An advisory committee from the Centers for Disease Control and Prevention did not vote Wednesday on whether to extend the country’s pause on Johnson & Johnson’s COVID-19 vaccine, after group experts argued that it was still not enough. data to make final recommendations in light of the serious, rare blood clotting events potentially related to the traits.
While the current CDC pause on the Johnson & Johnson vaccine is not binding, a warning issued by federal health officials on Tuesday called for the vaccines to be suspended only until the group votes on “updated recommendations” for using the vaccine. . In response to FDA and CDC advice on the break, all states and DC and Puerto Rico have chosen to temporarily stop administering this vaccine.
The CDC has not yet decided on a date to resume the group’s debate on the issue.
“Your contributions today have been incredibly helpful in helping us report on our work over the next week,” said Dr. Amanda Cohn, a federal officer appointed by the agency to the advisory committee.
“To be very frank, I don’t want to vote on this issue today,” Dr. Beth Bell, a panel member and former head of the CDC’s infectious diseases, told the committee.

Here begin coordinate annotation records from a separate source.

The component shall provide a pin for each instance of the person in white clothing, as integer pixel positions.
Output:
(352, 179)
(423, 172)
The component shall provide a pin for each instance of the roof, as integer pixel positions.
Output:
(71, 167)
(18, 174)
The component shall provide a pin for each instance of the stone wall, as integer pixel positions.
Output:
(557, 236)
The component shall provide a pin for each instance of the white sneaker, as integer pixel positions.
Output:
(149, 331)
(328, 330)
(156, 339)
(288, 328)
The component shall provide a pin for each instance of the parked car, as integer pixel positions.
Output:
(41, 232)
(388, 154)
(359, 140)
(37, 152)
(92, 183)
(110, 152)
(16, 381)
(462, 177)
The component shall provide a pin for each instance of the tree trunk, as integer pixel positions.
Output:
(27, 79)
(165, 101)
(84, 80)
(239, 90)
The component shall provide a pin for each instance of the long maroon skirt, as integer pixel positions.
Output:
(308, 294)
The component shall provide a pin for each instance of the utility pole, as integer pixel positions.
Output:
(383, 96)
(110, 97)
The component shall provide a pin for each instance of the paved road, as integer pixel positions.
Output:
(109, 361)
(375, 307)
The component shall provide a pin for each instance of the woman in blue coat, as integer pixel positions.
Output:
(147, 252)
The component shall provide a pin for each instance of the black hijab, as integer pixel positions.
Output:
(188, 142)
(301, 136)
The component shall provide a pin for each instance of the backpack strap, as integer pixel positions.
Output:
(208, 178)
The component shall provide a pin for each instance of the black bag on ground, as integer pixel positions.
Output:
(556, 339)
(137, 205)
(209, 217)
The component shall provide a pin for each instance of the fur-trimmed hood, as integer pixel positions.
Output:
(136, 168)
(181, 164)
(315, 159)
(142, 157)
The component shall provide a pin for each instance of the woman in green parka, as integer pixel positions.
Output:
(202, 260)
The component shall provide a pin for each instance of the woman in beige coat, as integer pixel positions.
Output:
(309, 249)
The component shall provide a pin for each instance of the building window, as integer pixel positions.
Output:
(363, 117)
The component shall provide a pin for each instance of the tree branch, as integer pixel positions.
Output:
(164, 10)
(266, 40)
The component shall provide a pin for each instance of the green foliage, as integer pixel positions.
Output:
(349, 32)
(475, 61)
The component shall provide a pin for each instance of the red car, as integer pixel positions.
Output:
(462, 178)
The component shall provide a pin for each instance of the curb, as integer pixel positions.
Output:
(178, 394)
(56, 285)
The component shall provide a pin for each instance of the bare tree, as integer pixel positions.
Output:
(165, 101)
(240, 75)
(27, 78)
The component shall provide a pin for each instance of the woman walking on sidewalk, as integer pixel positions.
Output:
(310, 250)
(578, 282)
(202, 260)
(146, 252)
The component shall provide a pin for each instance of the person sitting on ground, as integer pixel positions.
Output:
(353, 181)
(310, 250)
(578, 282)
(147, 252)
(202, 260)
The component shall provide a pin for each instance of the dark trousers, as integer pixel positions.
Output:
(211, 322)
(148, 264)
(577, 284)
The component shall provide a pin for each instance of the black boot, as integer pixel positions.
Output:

“I just don’t think there’s enough information to make an evidence-based decision. We won’t have all the information, but I think there are some things we can gather relatively quickly, that have to do with the risk balance benefit.” added Dr. Bell.
A working group said it had discussed several options this week, including recommending using the vaccine only for specific groups of people or abandoning the shot altogether, but concluded that they needed more data on these and other possible cases. which could be reported.
White House officials have said the pause in Johnson & Johnson vaccinations is likely to affect the national vaccination campaign in the “very short term,” but have insisted that Pfizer and Moderna’s supply is sufficient to meet its goals.
Ongoing trials of the single-shot vaccine have been stopped due to the original pause. Vaccine launches abroad were also discontinued following the recommendation, as were key programs launched by U.S. state and local authorities to use the shots to vaccinate hard-to-reach communities.
“We are in a situation where not making a decision is tantamount to making a decision. Any extension of the break will invariably result in the fact that the most vulnerable people in the United States, who were the main candidates for the Johnson & Johnson vaccine, will continue to be vulnerable, “Maine CDC director Dr. Nirav Shah, President of the Association of State and Territorial Health Officials.
Representatives from Johnson & Johnson, the Food and Drug Administration and CDC officials made presentations to the committee, exposing a handful of new details about the cases known so far.